Fiona Cobb’s hand was cool and smooth when Cord shook it. “What are you two going to do?” Cord asked.
“Like you said,” Carlisle laughed. “Pray for rain.” Everyone was a little giddy with life today.
“We will stay,” Fiona Cobb said. “Perhaps we will rebuild.” She smiled. “On a smaller scale, I would say.”
“We won’t be starting from scratch.” Carlisle shook his head. “You’ll like this part, Cord. The fire sucked right into that bank, gutted it like a dead buck. But the library is whole, only a little scorching on the front door. Fire must have jumped right over it. We didn’t lose a book.”
Cord did like it. Hard to tell why; maybe he meant to become a serious book reader himself soon. Who could tell what would happen to a man with a settled life? “Time to go,” he said, and climbed into the saddle.
“A moment,” Chi said. She pointed. A rider was coming toward the wreckage of Enterprise. Cord peered through the haze and made out F. X. Connaught.
The little Irishman rode into the yard and looked from one of them to the other. “God’s wrath is an awesome sight,” he intoned.
“Yeah,” Cord said. “We got to be going.”
Connaught did not seem to hear. “We saw the fire, the men and I, as we neared the North Gap.” He peered out across the wasteland. “I knew that Stringer had driven most of Mr.

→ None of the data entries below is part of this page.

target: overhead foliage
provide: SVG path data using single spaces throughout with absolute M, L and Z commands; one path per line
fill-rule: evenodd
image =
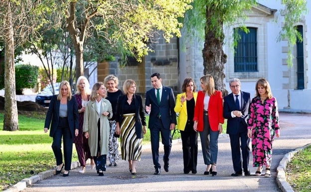
M 66 12 L 67 28 L 76 54 L 76 76 L 83 73 L 83 43 L 92 32 L 105 38 L 112 47 L 122 47 L 138 60 L 152 51 L 161 31 L 168 42 L 180 36 L 178 18 L 191 8 L 192 0 L 69 0 Z
M 284 25 L 280 31 L 278 40 L 288 40 L 289 52 L 287 63 L 289 66 L 293 66 L 293 55 L 292 50 L 296 44 L 297 40 L 302 41 L 301 34 L 297 31 L 297 23 L 301 19 L 301 16 L 307 13 L 307 0 L 282 0 L 282 3 L 285 5 L 282 10 L 284 16 Z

Bliss’s stock into the breaks, and could not abide what would befall them. I appealed to my men.”
Connaught closed his eyes as if praying. “We rode back, rounded them up, and stampeded them through the gap. There are B-brand cattle scattered over a hundred square miles of country between the gap and the Missouri, but alive.”
“Bliss?”
“May God preserve his soul.”
No one else said anything. Cord cleared his throat significantly.

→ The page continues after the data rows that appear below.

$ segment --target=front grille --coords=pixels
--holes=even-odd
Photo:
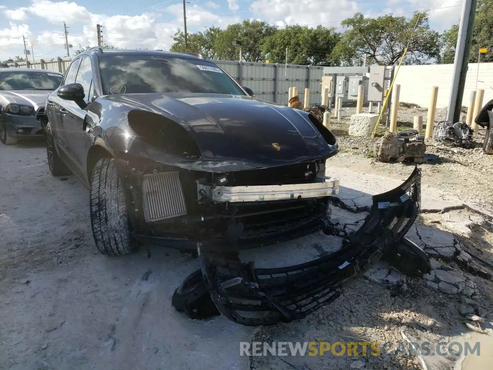
[[[143,175],[142,198],[144,216],[148,222],[187,213],[177,171]]]
[[[44,115],[44,108],[42,107],[37,110],[37,111],[36,112],[36,120],[40,120],[43,115]]]
[[[325,161],[320,161],[320,163],[317,164],[317,176],[325,176]]]
[[[241,239],[266,237],[303,227],[326,210],[326,202],[315,199],[252,203],[228,207],[231,212],[228,218],[234,215],[235,221],[243,224]]]

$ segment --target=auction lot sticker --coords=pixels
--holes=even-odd
[[[219,73],[222,73],[222,71],[221,71],[219,68],[216,68],[215,67],[209,67],[209,66],[197,66],[199,69],[201,71],[209,71],[211,72],[219,72]]]

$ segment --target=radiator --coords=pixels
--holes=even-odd
[[[186,203],[177,171],[144,175],[142,197],[146,222],[186,214]]]

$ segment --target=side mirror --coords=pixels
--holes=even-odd
[[[57,95],[64,100],[75,102],[81,109],[84,109],[87,105],[84,101],[86,96],[84,88],[80,83],[69,83],[60,86],[57,91]]]
[[[250,96],[255,96],[255,93],[253,92],[253,90],[250,89],[249,87],[247,87],[246,86],[242,86],[243,89]]]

“Mr. Connaught?” Fiona Cobb said gently.
Connaught opened his eyes and looked down at her.
“Will you take coffee?”
“Coffee.” Connaught blinked. “Coffee would be fine.” He swung down from the saddle, but then he looked up to Cord and Chi. “Go with God.”
“Good idea,” Cord said. He touched his finger to his hat brim and swung his horse away from there.

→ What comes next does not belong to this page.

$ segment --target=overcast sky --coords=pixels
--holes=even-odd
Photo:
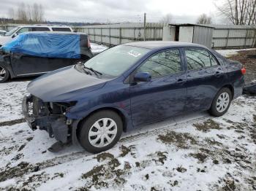
[[[216,0],[215,0],[216,1]],[[214,15],[214,0],[0,0],[0,17],[8,17],[10,8],[20,2],[41,4],[45,19],[69,22],[157,22],[172,14],[173,23],[195,23],[202,13]],[[216,21],[215,21],[216,22]]]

Out from the town the effect of the fire was not so devastating or troubling. The country was black and sere, but the grass would come back before the summer was out. This sort of burning was an old habit with nature. Land was a legacy no man could destroy, or perhaps truly own, Cord thought.
“Oh, my,” Chi said.
Cord looked up from his reverie. To the west, maybe a hundred yards from the road, a couple of dozen blackened hummocks were scattered about the scorched earth. Cord felt a little jolt in his gut: the cows that had stampeded through town ahead of the fire storm, only to be caught here by the flames. Cord breathed through his mouth. Thank Christ there was no more wind.
Something moved: coming up from behind a little knoll, a man on horseback, a big man with long matted hair, sitting slump-shouldered on a soot-smeared pale horse.
It was Mallory Bliss, alone with his despair amid the excoriated corpses of his dream.
“Ought to tell him,” Cord said slowly.
“He knows,” Chi said gently. “Let him be.”
A soft mournful sound drifted across the still air: Mallory Bliss was weeping.
“Yeah,” Cord said, and headed the bay on south. On toward the Bitter Root Valley, and good news and greener pastures.